I was reviewing a list of Canadian technology IPOs the other day.  Post-bubble (2003), there have been 22 technology IPOs on the TSX.  What struck me with the list was what most of the companies did.  Fully 17 of the 22 companies (77%) would be classified as “communications-related” companies.

Also interesting was the performance of the companies post IPO.  Now technology has had a difficult run over the last decade, and of the 22 companies that went public, only 7 were trading at values above their IPO price (as of a few weeks ago).  But more interesting is that of those, 6 (or 86%) were communications-related.  I guess the easy point to make here is that if you invest in Canadian technology IPOs, you better understand communications.

So why the concentration?  Why were 77% of all IPO companies, and 86% of successful IPO companies communications-related?  Well, it’s about focus.  Canadian regulations and tariffs decades ago made our telecommunications carriers captive buyers of Canadian gear, the main beneficiary of which was Northern Telecom and its research arm Bell-Northern Research (BNR).  Canadians, whether we knew it or not, were subsidizing a very focused communications innovation strategy with every Bell, AGT, BCTel etc bill that we paid.

And you know what?  It worked.  With the introduction of the DMS-100 digital switch in the late 1970s, NT was a global leader right at the time that global deregulation of telecom began and the switch from analog to digital was beginning, resulting in explosive growth for the company.  NT couldn’t hire enough engineers – universities across the country, mostly concentrated in Ontario and Quebec, were churning out engineering talent as fast as they could to meet the demand from NT.  Related companies also popped up, such as Mitel and Newbridge, creating an ecosystem of companies, technical and management talent and most importantly winning ideas that can only come from this type of ecosystem.  Now, decades later, 14 of the top 25 technology companies on the TSX (not including telecom companies like Bell, Telus, etc) are communications-related (fully 85% by market cap).  Even if you take out RIM which obviously skews the result, the number is close to 60%.

So let’s look upstream a little bit.  These were all once private companies, and often venture-backed, but not always (of the 7 positive IPOs discussed earlier, 6 were venture-backed).  It is obvious from the evidence the likelihood of success when building a technology company in Canada is significantly higher when focused in a communications-related area.  The ideas are often leading-edge, the technical talent is strong and management talent is deep.  This ecosystem in Canada is among the leading ecosystems in the world, and importantly at a time when communications-related technologies are in rapid evolution.

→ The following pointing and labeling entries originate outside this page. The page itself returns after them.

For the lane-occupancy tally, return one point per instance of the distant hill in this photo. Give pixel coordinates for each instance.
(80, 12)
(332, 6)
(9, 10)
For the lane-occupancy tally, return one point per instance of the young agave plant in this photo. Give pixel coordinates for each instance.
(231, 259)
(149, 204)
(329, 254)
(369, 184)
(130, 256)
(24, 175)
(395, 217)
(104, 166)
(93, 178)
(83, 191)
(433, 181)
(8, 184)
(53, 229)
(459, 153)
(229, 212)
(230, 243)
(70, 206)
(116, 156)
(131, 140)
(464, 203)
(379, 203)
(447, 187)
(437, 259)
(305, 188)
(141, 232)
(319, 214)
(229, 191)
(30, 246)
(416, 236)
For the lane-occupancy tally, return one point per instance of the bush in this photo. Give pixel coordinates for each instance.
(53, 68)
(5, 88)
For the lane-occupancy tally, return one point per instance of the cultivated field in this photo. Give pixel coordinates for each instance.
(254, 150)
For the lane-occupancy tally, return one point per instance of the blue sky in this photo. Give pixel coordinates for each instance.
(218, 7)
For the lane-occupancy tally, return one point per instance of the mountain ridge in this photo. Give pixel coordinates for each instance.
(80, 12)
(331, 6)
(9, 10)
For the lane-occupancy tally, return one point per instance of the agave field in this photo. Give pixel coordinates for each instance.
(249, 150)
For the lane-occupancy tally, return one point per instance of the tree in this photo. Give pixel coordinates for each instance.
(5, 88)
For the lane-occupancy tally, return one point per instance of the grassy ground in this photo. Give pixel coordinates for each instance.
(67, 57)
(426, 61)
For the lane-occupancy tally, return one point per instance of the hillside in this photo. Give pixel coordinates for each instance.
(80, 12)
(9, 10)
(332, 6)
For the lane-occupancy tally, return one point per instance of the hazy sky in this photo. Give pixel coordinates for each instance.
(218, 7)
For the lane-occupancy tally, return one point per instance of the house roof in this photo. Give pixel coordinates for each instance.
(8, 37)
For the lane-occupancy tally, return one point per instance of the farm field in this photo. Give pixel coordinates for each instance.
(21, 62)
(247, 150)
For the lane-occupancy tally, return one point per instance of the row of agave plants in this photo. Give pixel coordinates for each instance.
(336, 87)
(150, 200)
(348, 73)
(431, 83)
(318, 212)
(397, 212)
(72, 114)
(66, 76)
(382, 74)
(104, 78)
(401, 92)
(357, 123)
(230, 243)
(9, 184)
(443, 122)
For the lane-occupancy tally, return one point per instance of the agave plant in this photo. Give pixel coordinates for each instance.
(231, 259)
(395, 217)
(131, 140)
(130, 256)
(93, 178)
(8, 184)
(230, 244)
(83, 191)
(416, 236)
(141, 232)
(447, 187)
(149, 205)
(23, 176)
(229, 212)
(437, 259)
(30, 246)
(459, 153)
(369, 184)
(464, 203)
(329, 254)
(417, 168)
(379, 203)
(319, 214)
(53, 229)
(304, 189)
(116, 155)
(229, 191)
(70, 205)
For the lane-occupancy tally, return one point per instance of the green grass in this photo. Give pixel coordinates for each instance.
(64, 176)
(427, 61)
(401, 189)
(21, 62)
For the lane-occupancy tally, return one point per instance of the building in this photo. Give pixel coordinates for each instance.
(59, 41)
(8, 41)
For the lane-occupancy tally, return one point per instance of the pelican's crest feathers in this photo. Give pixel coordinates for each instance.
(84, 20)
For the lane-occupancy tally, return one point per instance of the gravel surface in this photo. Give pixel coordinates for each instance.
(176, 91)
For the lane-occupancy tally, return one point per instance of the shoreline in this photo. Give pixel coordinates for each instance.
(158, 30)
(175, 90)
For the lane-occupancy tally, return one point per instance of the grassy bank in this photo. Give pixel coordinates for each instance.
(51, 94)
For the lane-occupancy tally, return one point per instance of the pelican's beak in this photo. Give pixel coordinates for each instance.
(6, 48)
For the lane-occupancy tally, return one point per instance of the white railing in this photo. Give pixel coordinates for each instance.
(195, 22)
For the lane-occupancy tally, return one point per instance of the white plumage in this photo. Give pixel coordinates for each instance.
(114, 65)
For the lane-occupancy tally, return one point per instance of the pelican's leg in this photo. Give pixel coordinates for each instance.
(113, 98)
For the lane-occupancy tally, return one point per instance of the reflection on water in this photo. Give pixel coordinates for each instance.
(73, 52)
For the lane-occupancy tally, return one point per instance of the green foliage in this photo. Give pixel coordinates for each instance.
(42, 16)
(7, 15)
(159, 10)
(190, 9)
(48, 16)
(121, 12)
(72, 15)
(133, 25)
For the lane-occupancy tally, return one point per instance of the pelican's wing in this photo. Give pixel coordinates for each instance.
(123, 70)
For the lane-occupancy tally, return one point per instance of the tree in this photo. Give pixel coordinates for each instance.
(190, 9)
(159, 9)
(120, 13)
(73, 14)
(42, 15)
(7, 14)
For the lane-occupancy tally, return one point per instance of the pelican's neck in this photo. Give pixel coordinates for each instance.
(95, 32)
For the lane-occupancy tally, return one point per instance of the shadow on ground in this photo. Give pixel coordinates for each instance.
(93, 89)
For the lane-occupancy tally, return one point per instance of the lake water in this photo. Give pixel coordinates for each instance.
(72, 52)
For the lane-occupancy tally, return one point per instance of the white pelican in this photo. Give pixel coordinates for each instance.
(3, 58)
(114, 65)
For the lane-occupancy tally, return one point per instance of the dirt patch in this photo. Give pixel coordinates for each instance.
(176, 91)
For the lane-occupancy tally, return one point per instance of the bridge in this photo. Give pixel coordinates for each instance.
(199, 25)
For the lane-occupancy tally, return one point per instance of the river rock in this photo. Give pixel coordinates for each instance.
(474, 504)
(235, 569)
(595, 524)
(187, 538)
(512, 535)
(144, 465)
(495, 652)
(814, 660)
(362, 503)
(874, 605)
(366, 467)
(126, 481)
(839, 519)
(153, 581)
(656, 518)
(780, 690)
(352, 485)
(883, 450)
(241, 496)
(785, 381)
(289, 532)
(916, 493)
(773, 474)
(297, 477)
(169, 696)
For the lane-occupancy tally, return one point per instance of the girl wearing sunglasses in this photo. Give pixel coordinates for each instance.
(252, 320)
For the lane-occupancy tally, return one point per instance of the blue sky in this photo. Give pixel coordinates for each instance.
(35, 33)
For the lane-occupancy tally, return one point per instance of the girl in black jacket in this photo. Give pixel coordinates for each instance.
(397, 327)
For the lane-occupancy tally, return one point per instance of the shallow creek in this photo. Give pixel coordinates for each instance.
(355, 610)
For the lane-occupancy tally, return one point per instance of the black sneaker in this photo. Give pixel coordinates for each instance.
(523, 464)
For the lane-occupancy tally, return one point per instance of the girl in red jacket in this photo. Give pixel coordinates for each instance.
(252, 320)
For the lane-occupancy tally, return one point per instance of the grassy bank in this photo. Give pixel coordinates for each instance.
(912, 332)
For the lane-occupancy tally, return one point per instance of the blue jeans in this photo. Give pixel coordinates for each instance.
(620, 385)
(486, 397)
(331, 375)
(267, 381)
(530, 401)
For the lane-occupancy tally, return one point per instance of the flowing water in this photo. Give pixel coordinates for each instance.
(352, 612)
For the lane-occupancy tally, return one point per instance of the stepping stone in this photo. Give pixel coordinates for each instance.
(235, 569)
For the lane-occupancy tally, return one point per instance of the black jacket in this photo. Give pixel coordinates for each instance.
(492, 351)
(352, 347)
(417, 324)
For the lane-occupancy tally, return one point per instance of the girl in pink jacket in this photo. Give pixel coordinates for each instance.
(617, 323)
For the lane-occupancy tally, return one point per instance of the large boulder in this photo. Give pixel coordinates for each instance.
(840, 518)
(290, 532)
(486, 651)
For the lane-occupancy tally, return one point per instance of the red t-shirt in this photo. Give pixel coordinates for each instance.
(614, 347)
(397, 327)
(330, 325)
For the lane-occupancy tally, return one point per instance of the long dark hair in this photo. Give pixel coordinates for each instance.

Government should be focused on this, Canadian VCs should be focused on it, and Canadians should be too.  Too often I hear of  ’focus on technology’.  I know it’s difficult to narrow and pick a specific sector of technology, but that is exactly what needs to be done.  As pointed out earlier, it is exactly what happened at a massive scale with government policy and Northern Telecom decades ago – we are still now seeing the benefits of that inadvertent focus many decades later.

Government should target this sector because of the benefits to the economy including jobs and the tax base.  Limited partners of venture funds and VCs should be focused on this sector if they are interested in superior returns in Canada.

And Canadians should be focused on this if we are interested in having world-class Canadian companies and ultimately a globally leading standard-of-living.


Responses

  1. Hey – great blog. Long-time listener, first time caller. Interesting data. Curious about whether it changes when you add (1) Canadian Co IPOs not on TSX, and (2) CPC/RTO transactions.

    • Good question. On your first point, the list of IPOs since 2003 includes a number of TSX/AIM or TSX/NASDAQ cross-listed companies like Sandvine and Dragonwave. Off the top of my head I can’t think of any that IPOd on NASDAQ only. There are perhaps some that did an AIM listing that never ended up cross-listing on the TSX, but the list would be small. I’ll see if I can find it, but I suspect the numbers wouldn’t change much.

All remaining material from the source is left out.